At 1a.m., she cried twice. That's it. Just enough to wake me up, but not enough to get me up.
At 2:30a.m., she cried for 30 seconds. Enough for me to realize she was crying, and sit up in bed, ready to go soothe her again. But before I could stand up, she stopped.
At 4:40a.m., Naomi woke up for real. I happily went upstairs where she gratefully nursed. It was very efficient, and she fell asleep at the end. I put her back in her crib with no fussing!
At 6:45 a.m., She woke up happy. She talked to herself for about 10-15 minutes, until I could wake up enough and get upstairs to get her. She gave me all kinds of smiles when I came in her room. I now know for sure that a rested child is a happy child!
She did have some trouble going down for her morning nap today.

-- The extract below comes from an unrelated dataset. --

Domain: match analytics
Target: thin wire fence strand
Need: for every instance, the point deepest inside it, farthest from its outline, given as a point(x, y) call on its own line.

I need to troubleshoot it and figure out if I put her down too late, since she got up so early, if there were just too many distractions in her room, or what. I tried to stay with her, but since she was fussing and not crying, I finally walked out of her room, and by the time I got downstairs, she was quietly sleeping. I think maybe I was a distraction to her somehow! Hmmm.
I give last night 7 stars out of 10. I'm very encouraged! Even though she woke 4 times, I only had to soothe her back to sleep once! She soothed herself twice and needed to eat the 4th time. If she'd soothed herself all 3 times I'd have given her 9 out of 10, and if she'd slept through (except for the feeding) I'd have given her a perfect score!
Conclusion: I like a lot of the science behind Dr. Weissbluth's methods, but I disagree with "extinction" and have problems personally with "graduated extinction". I think a lot of what I learned from him was about how many and how long Naomi's naps should be, and how early I should be putting her to bed. I had been putting her to bed around 10p.m., since that was when she'd seemed tired to me. But now, putting her down 8:15-8:45p.m. seems to work a lot better for her. I also see that she can be a lot happier when she's more well-rested. Another thing I appreciate about his book is that he says bedtimes should be flexible, not rigid. You should be willing to put your child to bed much earlier if she's short on naps that day, or if her nap schedule has been changing. Well, I learned a lot, but I think I learned as much about myself as I did about the science of sleep as demonstrated in children!